Background: Fine-needle aspiration cytology (FNAC) involves puncturing a lesion for microscopic analysis. Smears are prepared using aspirated material for cytology and for cell block (CB) preparation. FNAC is a preoperative technique and does not provide sufficient information for precise diagnosis, and the risk of false diagnosis or intermittent diagnosis always exists. To overcome the deficiencies of FNAC, the CB technique (CBT) is considered a novel innovative technique for odontogenic lesions. The present study is carried out to evaluate the efficacy of CBT in diagnosing odontogenic cystic lesions and ameloblastoma of the jaw and comparing it with aspiration cytology and histopathology.
Methods: In this prospective study, 17 patients with clinical diagnosis of odontogenic cysts and ameloblastoma are obtained. FNAC smears and CBs are prepared and compared with cytology and histopathology.
Results: A total of 17 cases of odontogenic cysts and ameloblastoma are divided into seven odontogenic keratocyst (OKC), three dentigerous cysts, three radicular cysts and four ameloblastoma. In seven cases of OKC, five cases (71.4%) are showing positive features and two cases (28.6%) are showing negative features. Three dentigerous and three radicular cysts are showing three positive CB features (66.7%) and three negative features (33.3%). Among four cases of ameloblastoma, two cases (50%) are showing positive CB features and two cases (50%) are showing negative features.
Conclusion: CB is a novel diagnostic technique in oral pathology for odontogenic cysts, tumors, metastatic tumors and bony lesions. Compared to FNAC, it gives accurate diagnostic architecture and apparent histopathological features. This technique can be used alternative to FNAC.
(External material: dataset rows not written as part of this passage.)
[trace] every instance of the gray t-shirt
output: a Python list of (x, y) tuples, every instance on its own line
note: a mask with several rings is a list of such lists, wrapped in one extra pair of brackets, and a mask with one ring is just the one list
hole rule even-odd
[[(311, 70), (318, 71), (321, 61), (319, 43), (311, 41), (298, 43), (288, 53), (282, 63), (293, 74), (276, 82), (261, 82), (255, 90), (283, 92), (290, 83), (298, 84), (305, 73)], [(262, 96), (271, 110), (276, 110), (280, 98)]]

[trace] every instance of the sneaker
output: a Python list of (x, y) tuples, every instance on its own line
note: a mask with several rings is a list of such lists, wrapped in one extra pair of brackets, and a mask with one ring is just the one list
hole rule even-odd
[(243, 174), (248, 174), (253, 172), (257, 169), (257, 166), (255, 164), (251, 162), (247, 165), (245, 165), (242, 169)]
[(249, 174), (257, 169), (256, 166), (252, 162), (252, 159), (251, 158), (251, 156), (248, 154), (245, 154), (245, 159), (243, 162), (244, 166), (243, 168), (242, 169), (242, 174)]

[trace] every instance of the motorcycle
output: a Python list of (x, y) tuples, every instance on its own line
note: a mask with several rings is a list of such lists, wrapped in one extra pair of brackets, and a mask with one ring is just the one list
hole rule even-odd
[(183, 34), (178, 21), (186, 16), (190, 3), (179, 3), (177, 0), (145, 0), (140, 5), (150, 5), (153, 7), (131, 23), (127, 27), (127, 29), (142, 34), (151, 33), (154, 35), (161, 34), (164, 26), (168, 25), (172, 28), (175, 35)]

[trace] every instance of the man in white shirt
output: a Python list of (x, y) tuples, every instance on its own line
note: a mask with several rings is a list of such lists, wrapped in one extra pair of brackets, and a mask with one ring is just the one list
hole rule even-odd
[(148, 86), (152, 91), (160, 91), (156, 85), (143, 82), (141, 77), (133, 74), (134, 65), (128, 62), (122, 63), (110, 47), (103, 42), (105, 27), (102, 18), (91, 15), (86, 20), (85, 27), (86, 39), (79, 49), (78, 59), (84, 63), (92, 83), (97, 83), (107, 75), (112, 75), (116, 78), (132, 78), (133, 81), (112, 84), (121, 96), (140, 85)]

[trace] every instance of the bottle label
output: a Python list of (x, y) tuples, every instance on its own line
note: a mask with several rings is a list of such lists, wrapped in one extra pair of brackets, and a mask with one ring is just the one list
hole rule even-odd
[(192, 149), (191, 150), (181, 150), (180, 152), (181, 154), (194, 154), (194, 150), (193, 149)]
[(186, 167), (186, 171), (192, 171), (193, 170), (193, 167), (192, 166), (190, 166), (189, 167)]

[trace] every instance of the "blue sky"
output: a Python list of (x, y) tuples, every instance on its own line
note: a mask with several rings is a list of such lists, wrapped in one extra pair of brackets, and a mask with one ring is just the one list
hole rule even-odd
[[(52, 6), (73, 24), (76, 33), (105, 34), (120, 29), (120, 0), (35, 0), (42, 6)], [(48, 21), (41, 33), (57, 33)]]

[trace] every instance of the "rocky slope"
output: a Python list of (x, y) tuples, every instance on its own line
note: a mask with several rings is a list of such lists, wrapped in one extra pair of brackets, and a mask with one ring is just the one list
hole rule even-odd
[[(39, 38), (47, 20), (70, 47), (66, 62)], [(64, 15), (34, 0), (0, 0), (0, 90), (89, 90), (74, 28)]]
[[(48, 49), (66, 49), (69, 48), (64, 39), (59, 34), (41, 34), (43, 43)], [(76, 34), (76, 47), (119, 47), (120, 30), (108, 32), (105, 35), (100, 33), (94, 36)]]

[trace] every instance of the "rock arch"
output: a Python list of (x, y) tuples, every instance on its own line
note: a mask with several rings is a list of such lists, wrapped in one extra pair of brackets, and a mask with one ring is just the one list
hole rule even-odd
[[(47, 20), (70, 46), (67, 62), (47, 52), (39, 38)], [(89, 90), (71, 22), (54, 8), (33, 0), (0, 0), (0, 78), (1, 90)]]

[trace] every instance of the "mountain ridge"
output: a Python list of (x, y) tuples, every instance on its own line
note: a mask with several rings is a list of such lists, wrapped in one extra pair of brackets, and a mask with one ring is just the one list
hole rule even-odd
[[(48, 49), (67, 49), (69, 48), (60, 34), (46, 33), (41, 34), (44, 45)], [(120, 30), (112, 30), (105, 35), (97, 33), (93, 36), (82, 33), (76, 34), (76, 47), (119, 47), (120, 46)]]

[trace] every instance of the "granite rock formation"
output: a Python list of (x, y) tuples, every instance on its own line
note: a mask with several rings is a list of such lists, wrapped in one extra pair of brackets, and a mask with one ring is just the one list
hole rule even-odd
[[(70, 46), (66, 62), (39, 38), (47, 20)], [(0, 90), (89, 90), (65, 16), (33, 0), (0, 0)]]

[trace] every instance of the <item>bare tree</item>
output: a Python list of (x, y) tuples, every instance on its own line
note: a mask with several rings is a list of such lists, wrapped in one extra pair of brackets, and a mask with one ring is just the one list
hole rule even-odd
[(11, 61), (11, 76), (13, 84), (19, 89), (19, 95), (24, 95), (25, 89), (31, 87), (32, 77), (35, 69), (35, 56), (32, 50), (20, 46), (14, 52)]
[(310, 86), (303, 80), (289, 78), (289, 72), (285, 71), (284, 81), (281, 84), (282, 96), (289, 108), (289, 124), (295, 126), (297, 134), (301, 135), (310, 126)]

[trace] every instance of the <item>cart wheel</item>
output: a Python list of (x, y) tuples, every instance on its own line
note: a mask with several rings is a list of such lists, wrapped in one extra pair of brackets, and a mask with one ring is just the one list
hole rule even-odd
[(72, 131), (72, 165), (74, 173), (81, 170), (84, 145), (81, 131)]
Keywords: Aspiration cytology, cell block technique, odontogenic cyst, parakeratin


How to cite this article:
Pallavi S, Riaz A, Chethana P, Vishnudas P. Role of cell block technique as a novel diagnostic approach in odontogenic cysts and ameloblastomas of the jaw region. J Oral Maxillofac Pathol 2019;23:54-8

How to cite this URL:
Pallavi S, Riaz A, Chethana P, Vishnudas P. Role of cell block technique as a novel diagnostic approach in odontogenic cysts and ameloblastomas of the jaw region. J Oral Maxillofac Pathol [serial online] 2019 [cited 2019 May 26];23:54-8. Available from: http://www.jomfp.in/text.asp?2019/23/1/54/256435





   Introduction Top


Exfoliative cytology is the microscopic examination of shed or desquamated cells from the epithelial surface usually the mucous membrane. It also includes the study of those cells that have been collected by scraping the tissue surface or collected from the body fluids such as sputum and saliva.[1] The needle aspiration is a clinical manoeuver that involves puncturing a lesion for microscopic analysis. This analysis can be performed after smearing the aspirated fluid directly onto a glass slide or using the cell block technique (CBT).[2] Fine-needle aspiration cytology (FNAC) of the superficial lesion or deep anatomical site is an increasingly common procedure in the diagnosis of neoplastic and cystic lesions. Sometimes, FNAC does not yield sufficient information for precise diagnosis, and the risk of false negative or intermediate diagnoses always exists. To overcome these problems, CBT has been resorted to make the best use of the available material.[3] CB is a histological technique largely used in medical pathology for pleural fluid, peritoneal fluid, bronchial washings, fine-needle aspirations and other cytological specimens. CB prepared from the residual tissue fluids and FNA can be useful adjuncts to smears for establishing a more definitive cytopathologic diagnosis.[4] The cytomorphologic features are clearly visualized, and also the storage of CB is easier. An additional advantage of this technique is the possibility of executing immunohistochemistry (IHC) to identify the structures.[2] CBT are used as a complementary method in the diagnosis of odontogenic cystic lesions of the jaw. The aspiration of a cystic lesion can provide additional information about its content (if liquid or serous, or if absent) and aid in the presumptive clinical diagnosis at the moment of its application.[4] The present study is carried out to evaluate the efficacy of CBT in diagnosing the odontogenic cystic lesions and ameloblastoma of the jaw and comparing it with aspiration cytology and histopathology.

Review of literature

A study constituting of 17 cystic jaw lesions showed that in 9 cases, CB revealed a large number of erythrocytes, inflammatory cells and few epithelial cells with cholesterol clefts. Histopathological analysis associated with clinical and radiographic characteristics rendered the diagnosis of inflammatory cystic lesions odontogenic cysts; three residual cysts and six radicular cysts. In other 8 cases (47%), diagnosed with keratocystic cystic lesions odontogenic tumors (KOT) by the histopathological analysis, the CB method showed the predominant occurrence of keratin and the presence of parakeratin in some areas. The CB method proved to be very effective in distinguishing KOT from other lesions with similar clinical and radiographic aspects through parakeratin identification.[4]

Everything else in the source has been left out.